Qu'en est-il alors de l'état de la biodiversité de la Grande Bleue ? Comme la technique de l'ADNe ne peut pas renseigner les scientifiques sur l'abondance des espèces identifiées, elle ne peut directement traduire la richesse spécifique du milieu. Pour y pallier, David Mouillot et son équipe ont choisi de se référer au nombre d'espèces rencontrées étant placées sur la Liste rouge des espèces menacées de l'UICN. « Certains poissons pullulent dans les ports de pêche, habitués à la présence humaine et se nourrissant de ses déchets comme nos rats des villes. Ils ne sont donc pas un marqueur pertinent pour évaluer l'impact de l'activité humaine sur la biodiversité marine. » Dans cette optique, sur la vingtaine de poissons menacés identifiés, les chercheurs en ont notamment recensé sept au même endroit, dans la baie de Figari au sud de la Corse. « Un véritable refuge. » En revanche, aucune n'a été détectée dans la baie d'Ajaccio, une centaine de kilomètres au nord.

Un phénomène similaire s'est manifesté près de la cité phocéenne.
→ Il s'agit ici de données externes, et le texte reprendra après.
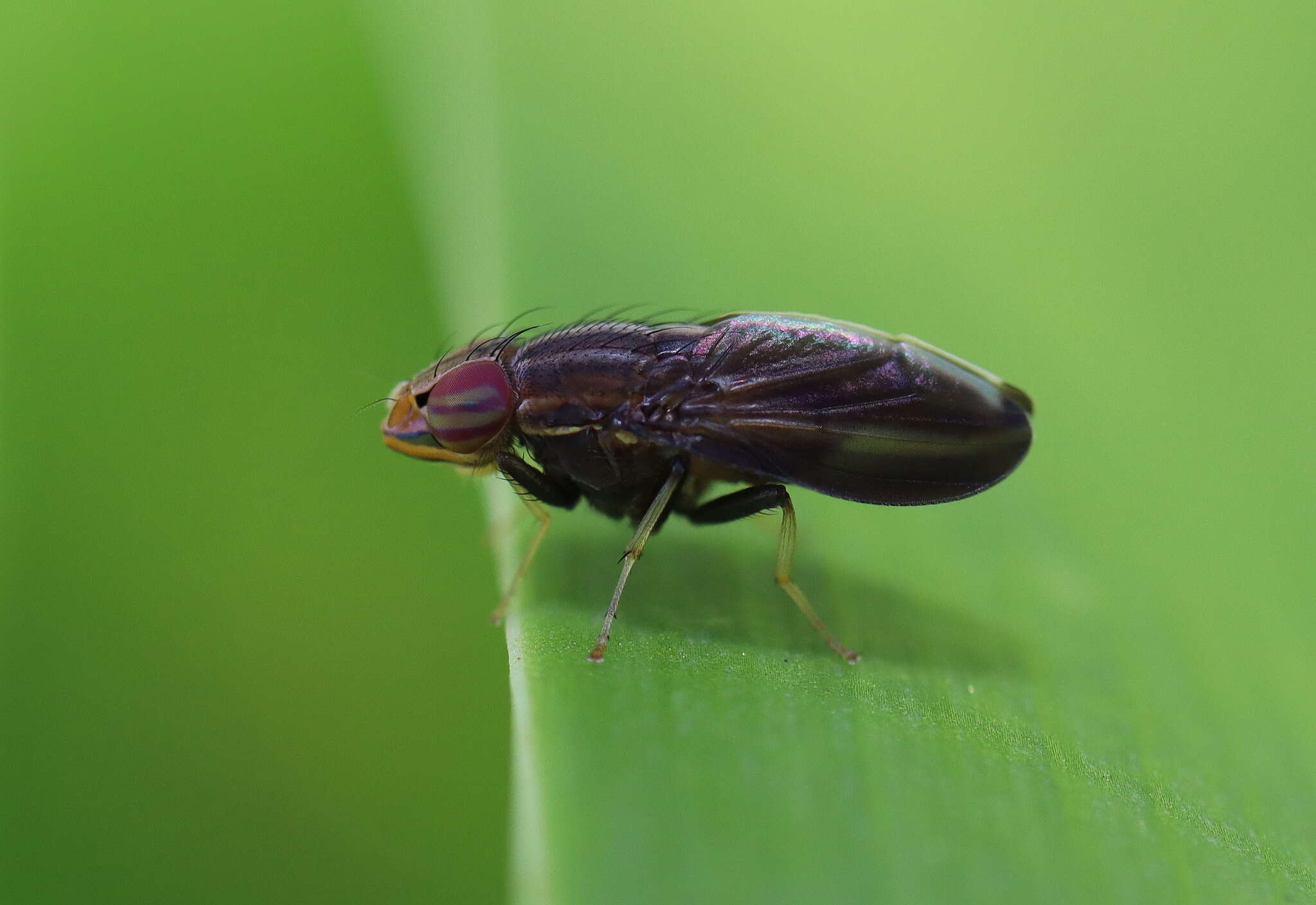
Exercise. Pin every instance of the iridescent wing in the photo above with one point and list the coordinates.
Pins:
(848, 410)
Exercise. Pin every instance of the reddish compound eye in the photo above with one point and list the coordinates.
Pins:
(469, 405)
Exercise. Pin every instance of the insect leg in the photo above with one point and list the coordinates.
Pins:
(529, 479)
(657, 509)
(752, 502)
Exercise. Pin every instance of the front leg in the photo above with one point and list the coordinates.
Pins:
(528, 479)
(751, 502)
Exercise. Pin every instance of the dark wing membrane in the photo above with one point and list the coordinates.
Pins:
(851, 412)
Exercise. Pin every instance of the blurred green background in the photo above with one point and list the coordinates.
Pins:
(245, 651)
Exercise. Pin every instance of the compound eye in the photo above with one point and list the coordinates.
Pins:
(469, 405)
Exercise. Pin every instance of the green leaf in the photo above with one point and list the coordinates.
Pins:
(1090, 684)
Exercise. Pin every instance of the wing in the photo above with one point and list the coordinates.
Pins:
(848, 410)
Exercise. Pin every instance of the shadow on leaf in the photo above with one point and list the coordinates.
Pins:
(697, 586)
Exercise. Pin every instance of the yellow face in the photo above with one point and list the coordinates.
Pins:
(458, 417)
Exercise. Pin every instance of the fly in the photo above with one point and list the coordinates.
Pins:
(641, 420)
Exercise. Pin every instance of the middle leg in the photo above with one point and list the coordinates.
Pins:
(751, 502)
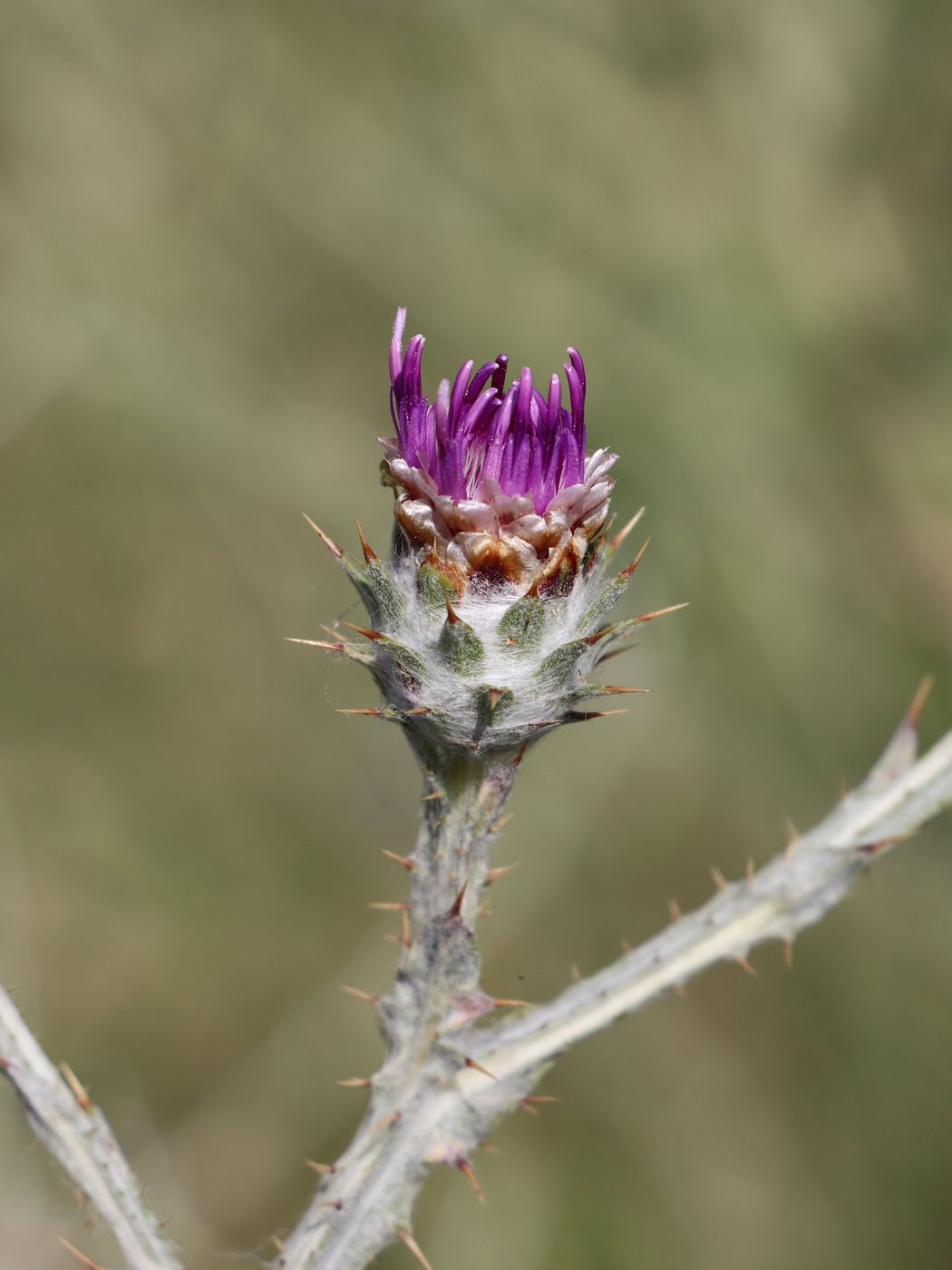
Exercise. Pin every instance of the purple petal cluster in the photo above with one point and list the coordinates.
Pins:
(478, 432)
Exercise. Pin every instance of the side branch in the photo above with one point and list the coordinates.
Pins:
(446, 1111)
(790, 893)
(75, 1132)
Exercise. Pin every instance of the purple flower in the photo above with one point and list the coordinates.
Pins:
(479, 429)
(494, 478)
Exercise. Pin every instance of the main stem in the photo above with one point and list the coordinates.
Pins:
(365, 1197)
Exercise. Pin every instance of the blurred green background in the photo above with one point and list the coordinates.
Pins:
(740, 215)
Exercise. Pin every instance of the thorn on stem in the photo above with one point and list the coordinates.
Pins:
(329, 542)
(495, 874)
(479, 1067)
(370, 997)
(336, 647)
(76, 1088)
(413, 1246)
(630, 569)
(459, 902)
(368, 552)
(469, 1172)
(367, 631)
(918, 702)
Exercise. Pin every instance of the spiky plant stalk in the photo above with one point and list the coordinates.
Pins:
(485, 624)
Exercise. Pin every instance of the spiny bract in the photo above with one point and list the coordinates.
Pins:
(491, 610)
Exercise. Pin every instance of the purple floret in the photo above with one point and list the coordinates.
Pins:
(478, 429)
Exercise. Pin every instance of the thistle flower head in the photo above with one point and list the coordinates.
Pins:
(494, 479)
(491, 610)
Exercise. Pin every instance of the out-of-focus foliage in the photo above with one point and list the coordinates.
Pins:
(740, 215)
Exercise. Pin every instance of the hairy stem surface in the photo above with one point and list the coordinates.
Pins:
(441, 1111)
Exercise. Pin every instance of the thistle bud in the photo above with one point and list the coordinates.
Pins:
(489, 613)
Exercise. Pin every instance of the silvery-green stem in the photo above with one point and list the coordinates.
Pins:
(75, 1132)
(427, 1018)
(431, 1108)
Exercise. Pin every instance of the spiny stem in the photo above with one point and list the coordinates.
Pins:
(448, 1109)
(75, 1132)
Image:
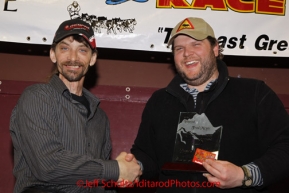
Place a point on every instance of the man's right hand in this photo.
(129, 169)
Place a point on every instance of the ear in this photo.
(93, 59)
(216, 49)
(52, 56)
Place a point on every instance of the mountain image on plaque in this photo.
(195, 131)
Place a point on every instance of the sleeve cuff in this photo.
(255, 173)
(110, 170)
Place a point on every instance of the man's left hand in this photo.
(223, 173)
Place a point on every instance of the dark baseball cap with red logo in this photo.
(75, 27)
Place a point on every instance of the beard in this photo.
(208, 67)
(72, 75)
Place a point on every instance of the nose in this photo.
(73, 55)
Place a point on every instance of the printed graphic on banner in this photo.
(114, 25)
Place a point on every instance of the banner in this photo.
(243, 28)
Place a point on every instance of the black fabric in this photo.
(255, 129)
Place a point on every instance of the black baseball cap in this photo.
(78, 27)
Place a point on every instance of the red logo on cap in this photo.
(186, 24)
(76, 26)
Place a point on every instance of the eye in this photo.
(178, 48)
(63, 48)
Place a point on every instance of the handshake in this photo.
(129, 169)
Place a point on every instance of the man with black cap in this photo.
(254, 145)
(61, 137)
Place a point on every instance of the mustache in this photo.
(73, 63)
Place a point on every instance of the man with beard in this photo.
(254, 145)
(61, 137)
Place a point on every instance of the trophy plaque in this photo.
(196, 140)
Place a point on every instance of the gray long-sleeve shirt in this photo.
(55, 144)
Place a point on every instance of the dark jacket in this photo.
(255, 128)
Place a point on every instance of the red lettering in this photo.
(276, 7)
(172, 3)
(241, 6)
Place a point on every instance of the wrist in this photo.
(247, 181)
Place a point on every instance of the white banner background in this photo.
(39, 19)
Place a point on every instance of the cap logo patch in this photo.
(76, 26)
(186, 24)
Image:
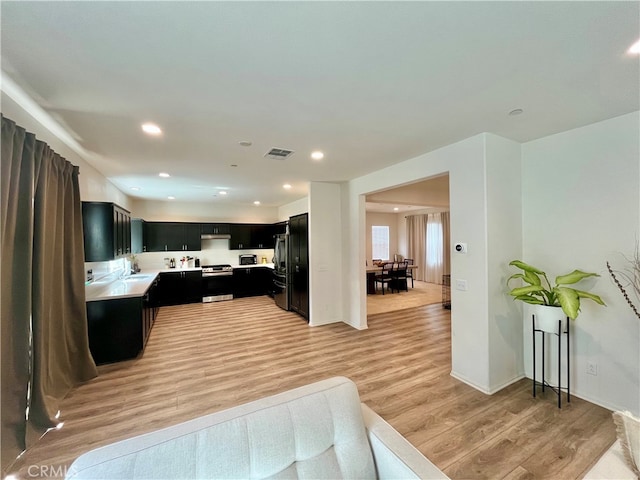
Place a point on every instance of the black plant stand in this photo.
(557, 389)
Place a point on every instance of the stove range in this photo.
(217, 283)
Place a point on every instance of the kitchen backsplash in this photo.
(213, 252)
(100, 270)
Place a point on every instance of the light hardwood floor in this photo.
(202, 358)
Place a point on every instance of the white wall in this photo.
(581, 205)
(383, 219)
(294, 208)
(325, 254)
(167, 211)
(504, 231)
(469, 317)
(93, 185)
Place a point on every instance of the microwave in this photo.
(248, 259)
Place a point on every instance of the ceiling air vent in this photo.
(278, 153)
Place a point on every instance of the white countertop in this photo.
(136, 285)
(128, 287)
(266, 265)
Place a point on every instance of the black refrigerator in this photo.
(299, 264)
(281, 275)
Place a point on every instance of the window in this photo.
(380, 242)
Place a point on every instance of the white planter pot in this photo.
(546, 318)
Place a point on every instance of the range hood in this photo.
(215, 236)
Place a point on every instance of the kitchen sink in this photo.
(138, 278)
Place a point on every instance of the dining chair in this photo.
(409, 270)
(384, 277)
(399, 276)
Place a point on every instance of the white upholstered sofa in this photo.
(317, 431)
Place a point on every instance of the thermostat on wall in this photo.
(460, 247)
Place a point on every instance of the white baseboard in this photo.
(490, 390)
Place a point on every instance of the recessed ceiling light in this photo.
(151, 129)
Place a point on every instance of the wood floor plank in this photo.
(203, 358)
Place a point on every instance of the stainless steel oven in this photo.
(217, 283)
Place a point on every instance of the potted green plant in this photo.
(548, 302)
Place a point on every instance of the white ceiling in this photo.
(369, 83)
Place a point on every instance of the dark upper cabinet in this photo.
(299, 260)
(216, 229)
(107, 231)
(246, 236)
(172, 236)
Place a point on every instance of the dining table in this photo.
(373, 270)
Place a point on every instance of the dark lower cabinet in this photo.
(172, 236)
(179, 287)
(252, 282)
(119, 328)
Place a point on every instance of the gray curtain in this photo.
(446, 243)
(45, 347)
(416, 244)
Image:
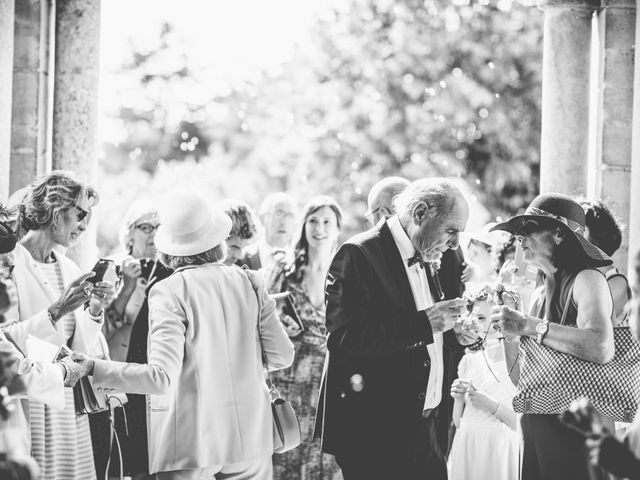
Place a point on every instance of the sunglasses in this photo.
(146, 227)
(82, 213)
(6, 271)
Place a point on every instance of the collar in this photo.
(403, 242)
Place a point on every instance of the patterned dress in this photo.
(60, 439)
(300, 384)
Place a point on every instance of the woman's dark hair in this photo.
(301, 249)
(500, 253)
(605, 231)
(49, 198)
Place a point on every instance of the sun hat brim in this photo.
(211, 234)
(596, 256)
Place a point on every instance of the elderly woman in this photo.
(573, 315)
(126, 329)
(51, 292)
(210, 414)
(300, 384)
(244, 229)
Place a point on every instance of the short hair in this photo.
(439, 194)
(390, 187)
(215, 254)
(605, 231)
(140, 208)
(243, 221)
(272, 199)
(50, 197)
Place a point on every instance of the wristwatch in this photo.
(541, 329)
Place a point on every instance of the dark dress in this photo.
(551, 450)
(133, 435)
(300, 384)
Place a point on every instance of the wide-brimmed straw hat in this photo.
(189, 225)
(559, 210)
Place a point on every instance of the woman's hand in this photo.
(102, 294)
(131, 270)
(460, 387)
(511, 322)
(290, 326)
(75, 295)
(483, 401)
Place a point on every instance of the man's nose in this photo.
(454, 241)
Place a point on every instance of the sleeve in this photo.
(353, 328)
(275, 343)
(618, 459)
(167, 328)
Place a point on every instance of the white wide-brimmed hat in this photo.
(189, 225)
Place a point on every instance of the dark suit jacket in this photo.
(251, 260)
(372, 393)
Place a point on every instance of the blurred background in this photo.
(248, 97)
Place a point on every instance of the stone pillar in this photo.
(565, 94)
(634, 216)
(7, 9)
(29, 111)
(75, 100)
(616, 31)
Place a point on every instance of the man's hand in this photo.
(512, 322)
(443, 315)
(77, 366)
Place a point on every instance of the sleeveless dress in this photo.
(484, 447)
(60, 439)
(300, 384)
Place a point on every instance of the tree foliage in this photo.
(390, 87)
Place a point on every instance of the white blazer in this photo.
(209, 403)
(35, 295)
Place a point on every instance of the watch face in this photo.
(542, 327)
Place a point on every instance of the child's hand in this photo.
(460, 387)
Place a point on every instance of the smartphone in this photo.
(285, 304)
(100, 268)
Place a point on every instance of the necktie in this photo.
(417, 258)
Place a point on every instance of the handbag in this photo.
(286, 428)
(550, 380)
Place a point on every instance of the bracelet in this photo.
(96, 318)
(53, 322)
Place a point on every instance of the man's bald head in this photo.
(381, 195)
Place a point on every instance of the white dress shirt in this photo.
(422, 296)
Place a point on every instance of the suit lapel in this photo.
(396, 265)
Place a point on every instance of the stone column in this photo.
(29, 112)
(7, 9)
(616, 31)
(75, 101)
(634, 216)
(565, 94)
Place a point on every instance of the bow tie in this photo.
(417, 258)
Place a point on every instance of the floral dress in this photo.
(300, 384)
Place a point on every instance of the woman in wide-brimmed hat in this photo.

Alors que l'aire marine associée au Parc national des Calanques bénéfice de plusieurs zones de non-prélèvement, l'échantillonnage réalisé à proximité s'est avéré bien moins riche que celui effectué dans l'archipel des Embiez, 60 kilomètres au sud de Marseille, ne bénéficiant pas du même niveau de gestion et de protection. « Les Calanques n'ont en réalité rien d'une aire marine protégée, affirme le professeur. La perturbation sonore et la présence humaine, toutes les deux dues au tourisme, y surpassent la pression exercée par la pêche locale. Alors que les îles des Embiez, moins connues et accessibles, se préservent davantage. »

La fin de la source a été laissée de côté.